Sunday 9 February 2014

The giant 6th man: an extinct breed resurrected?

Kareem attempts to get through to Andrew Bynum

Last week, news that Andrew Bynum had inked a deal for the rest of the season with Indiana surprised many fans who had him pencilled in as a Heatle, Clipper or even Knick after he was shown the door by Cleveland. Once arguably the top big man prospect in all of basketball, Bynum's fall from grace to a late-season minimum wage pickup has seemingly happened at warp speed. Injuries have played a significant part but his questionable attitude may be more to blame.

Larry Bird, Indiana's man at the controls and potentially the first man in history to solve basketball, has shown a propensity to take fliers on talented players with sketchy backgrounds in recent years and likely sees Bynum as another low-risk, high-reward investment. He also might be reminiscing about his glory days in the late 80's when the decade's power teams - Detroit, the Lakers and his Celtics - brought talented big men off the bench. James Edwards was a solid contributor for the Bad Boy Pistons during Bird's era and Bill Walton famously moonlighted as a 7'0" sixth-man-high-post-guru-point-center for the 1986 NBA Champion Celtics.

Kareem & Mychal Thompson

It's with the Showtime Lakers' Mychal Thompson Bynum may share the most in common. Thompson, father of Klay (one half of the world 3-point tag team champion Splash Brothers), was a former #1 pick and nightly 20-10 guy before settling in as Kareem's backup on 2 championship teams. Now, Baseline Leaner would never argue Roy Hibbert is on the same level as the greatest scorer of all-time, but the parallels are apparent: Thompson, a great player in his own right, accepted his role behind a more established All-Star for the benefit of the team. That's the challenge in front of Bynum should he want to add another chapter to his career which currently reads "Top Prospect," "All-Star," "Crazy Guy With Dumb Hair Who Can't Show His Face In 2 Cities"

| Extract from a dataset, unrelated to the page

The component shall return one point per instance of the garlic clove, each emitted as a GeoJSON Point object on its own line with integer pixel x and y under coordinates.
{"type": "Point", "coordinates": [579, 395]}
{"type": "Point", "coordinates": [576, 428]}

The institution of a salary cap has made it difficult for teams to stash a top-tier big fella on their bench in recent years and the Pacers jumped at the rare opportunity to do so (much like Miami did with Greg Oden a few months earlier).  Health permitting, it's over to Bynum to dictate how we remember his time in Indiana -  will it be a tribute to the title-winning days of the giant 6th man or just another stop on his way out of the league for good?